1. Install the Extension
Install from Chrome Web Store: Ollama Client
2. Choose a Provider
Ollama (recommended baseline)
Default endpoint:
http://localhost:11434
LM Studio
Default profile endpoint:
http://localhost:1234/v1
llama.cpp server
Default profile endpoint:
http://localhost:8000/v1
3. Start Ollama (primary path)
Install Ollama from ollama.com, then start it:
ollama serve
Pull at least one chat model:
ollama pull qwen2.5:3b
Optional helper script in this repo:
tools/ollama-env.sh
(helps with LAN and Firefox origin setup).
4. Configure Providers in Extension
- Open extension settings.
- Go to Providers tab.
- Enable provider(s) you want.
- Set base URL and run connection test.
- Select a model from model menu in chat.
5. Verify Endpoints
Ollama check
curl http://localhost:11434/api/tags
LM Studio check
curl http://localhost:1234/v1/models
llama.cpp check
curl http://localhost:8000/v1/models
6. Important Reality Checks
- Chat generation is provider-routed.
- Model pull/delete/unload/version features are currently Ollama-focused.

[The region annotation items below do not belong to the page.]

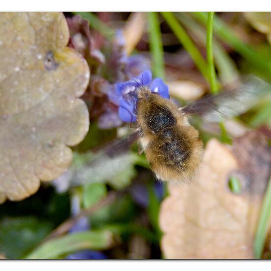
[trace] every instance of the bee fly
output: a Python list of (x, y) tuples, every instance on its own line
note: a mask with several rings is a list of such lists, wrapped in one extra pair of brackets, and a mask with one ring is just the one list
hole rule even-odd
[(136, 103), (138, 128), (125, 138), (103, 149), (110, 157), (119, 155), (139, 137), (151, 169), (158, 179), (180, 182), (190, 180), (200, 165), (203, 153), (199, 132), (187, 119), (197, 114), (203, 120), (218, 122), (240, 114), (271, 90), (267, 82), (253, 75), (242, 78), (234, 89), (207, 95), (182, 108), (171, 101), (139, 87)]

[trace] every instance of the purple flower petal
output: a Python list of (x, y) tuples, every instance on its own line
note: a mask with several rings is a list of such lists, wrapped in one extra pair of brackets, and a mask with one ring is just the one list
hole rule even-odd
[(135, 102), (132, 99), (125, 100), (121, 97), (119, 107), (119, 116), (121, 120), (126, 122), (135, 122), (136, 120), (136, 116), (134, 114), (135, 106)]
[(98, 120), (98, 127), (102, 129), (110, 129), (120, 126), (122, 121), (117, 112), (108, 109)]
[(116, 90), (109, 91), (107, 93), (107, 96), (111, 102), (113, 102), (116, 105), (119, 105), (121, 96), (116, 93)]
[[(152, 78), (151, 71), (147, 69), (141, 72), (137, 77), (137, 79), (139, 79), (139, 83), (140, 85), (144, 86), (149, 85), (151, 82)], [(136, 80), (137, 81), (137, 80)]]
[(151, 91), (158, 93), (163, 98), (169, 99), (169, 87), (161, 78), (155, 78), (151, 85)]
[(150, 61), (148, 59), (141, 55), (128, 57), (125, 72), (129, 78), (135, 77), (146, 69), (150, 69)]

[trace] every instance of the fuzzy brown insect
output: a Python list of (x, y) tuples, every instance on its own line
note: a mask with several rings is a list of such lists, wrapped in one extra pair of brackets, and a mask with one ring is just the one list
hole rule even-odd
[(137, 122), (142, 131), (139, 141), (156, 177), (177, 182), (190, 180), (201, 163), (203, 143), (181, 109), (141, 87)]
[(231, 90), (207, 95), (178, 108), (171, 101), (151, 92), (147, 87), (139, 86), (138, 128), (103, 148), (102, 155), (91, 164), (101, 161), (104, 155), (111, 159), (121, 154), (139, 137), (158, 179), (177, 183), (189, 180), (199, 167), (203, 149), (199, 132), (189, 124), (187, 116), (197, 114), (207, 122), (222, 121), (245, 112), (271, 90), (270, 84), (248, 75), (242, 77)]

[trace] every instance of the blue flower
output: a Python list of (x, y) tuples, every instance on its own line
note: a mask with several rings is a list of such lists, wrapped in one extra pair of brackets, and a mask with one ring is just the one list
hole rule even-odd
[(114, 91), (108, 93), (110, 101), (119, 106), (119, 116), (123, 121), (135, 122), (136, 120), (136, 104), (139, 86), (148, 86), (151, 91), (158, 93), (164, 98), (169, 98), (169, 87), (163, 80), (157, 78), (152, 80), (152, 77), (151, 71), (145, 70), (132, 80), (117, 83)]

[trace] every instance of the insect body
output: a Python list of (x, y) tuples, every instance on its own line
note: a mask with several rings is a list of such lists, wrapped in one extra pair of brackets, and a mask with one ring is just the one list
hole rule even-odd
[(271, 90), (270, 84), (248, 75), (241, 77), (231, 90), (221, 91), (216, 96), (207, 95), (178, 108), (170, 100), (151, 92), (148, 87), (139, 86), (136, 106), (138, 129), (106, 146), (102, 155), (88, 166), (104, 161), (105, 156), (112, 159), (122, 155), (139, 138), (158, 179), (174, 182), (189, 180), (200, 164), (203, 143), (198, 131), (189, 124), (187, 116), (197, 114), (205, 121), (223, 121), (245, 112)]
[(170, 101), (146, 87), (138, 92), (139, 141), (151, 169), (162, 180), (189, 180), (200, 164), (203, 143), (199, 132)]

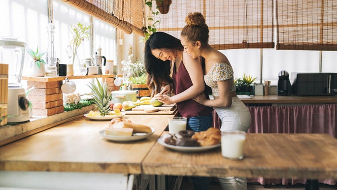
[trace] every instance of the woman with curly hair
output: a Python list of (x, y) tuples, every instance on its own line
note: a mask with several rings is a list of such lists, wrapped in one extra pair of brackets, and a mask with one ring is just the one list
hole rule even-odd
[[(192, 58), (204, 59), (203, 78), (212, 89), (214, 99), (201, 94), (193, 98), (202, 105), (215, 108), (221, 120), (221, 131), (247, 131), (251, 117), (249, 110), (237, 97), (234, 82), (233, 70), (226, 56), (208, 44), (208, 27), (199, 12), (190, 12), (187, 25), (181, 31), (180, 40), (184, 52)], [(219, 178), (223, 190), (246, 190), (244, 178)]]

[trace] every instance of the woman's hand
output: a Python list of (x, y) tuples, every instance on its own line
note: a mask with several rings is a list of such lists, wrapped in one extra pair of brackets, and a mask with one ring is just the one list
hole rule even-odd
[(192, 98), (192, 99), (201, 104), (204, 105), (204, 102), (207, 98), (204, 94), (201, 93), (198, 95)]
[(164, 95), (161, 93), (157, 94), (157, 95), (155, 95), (153, 97), (158, 100), (158, 101), (160, 101), (161, 102), (163, 102), (165, 104), (170, 104), (171, 103), (173, 103), (172, 100), (171, 99), (171, 97), (166, 95)]
[(170, 91), (171, 86), (169, 84), (168, 84), (167, 85), (162, 87), (162, 91), (159, 93), (164, 95), (169, 94), (169, 92)]

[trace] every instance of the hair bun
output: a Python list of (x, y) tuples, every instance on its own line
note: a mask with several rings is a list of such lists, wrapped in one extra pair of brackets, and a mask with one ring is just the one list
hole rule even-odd
[(202, 26), (206, 24), (205, 18), (200, 12), (191, 12), (185, 19), (187, 25), (189, 26)]

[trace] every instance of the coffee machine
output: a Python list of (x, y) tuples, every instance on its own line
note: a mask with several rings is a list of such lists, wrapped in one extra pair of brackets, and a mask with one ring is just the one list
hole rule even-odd
[(8, 123), (29, 121), (32, 114), (25, 89), (21, 87), (25, 50), (24, 42), (15, 38), (0, 38), (0, 63), (8, 65)]
[(291, 85), (289, 80), (289, 73), (285, 70), (281, 70), (278, 73), (277, 95), (291, 95)]

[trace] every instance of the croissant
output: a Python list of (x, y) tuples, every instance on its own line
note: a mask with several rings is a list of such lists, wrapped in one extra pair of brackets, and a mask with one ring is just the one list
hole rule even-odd
[(191, 137), (197, 139), (202, 146), (214, 145), (221, 141), (221, 132), (216, 128), (210, 127), (204, 131), (195, 132)]

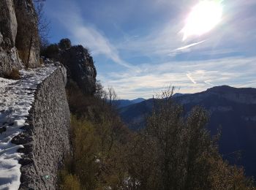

- Embedding and RAG indexing currently depend on Ollama embedding APIs.
7. CORS and Browser Notes
Chrome-based browsers use DNR-based request handling in extension flow. Firefox has different extension API behavior.
For Firefox and strict environments, you may need explicit
OLLAMA_ORIGINS setup when using Ollama.
8. Troubleshooting
- Confirm provider process is running.
- Confirm endpoint URL in provider settings exactly matches runtime URL.
- Use provider connection test before debugging model behavior.
- Check extension background console for streaming/provider errors.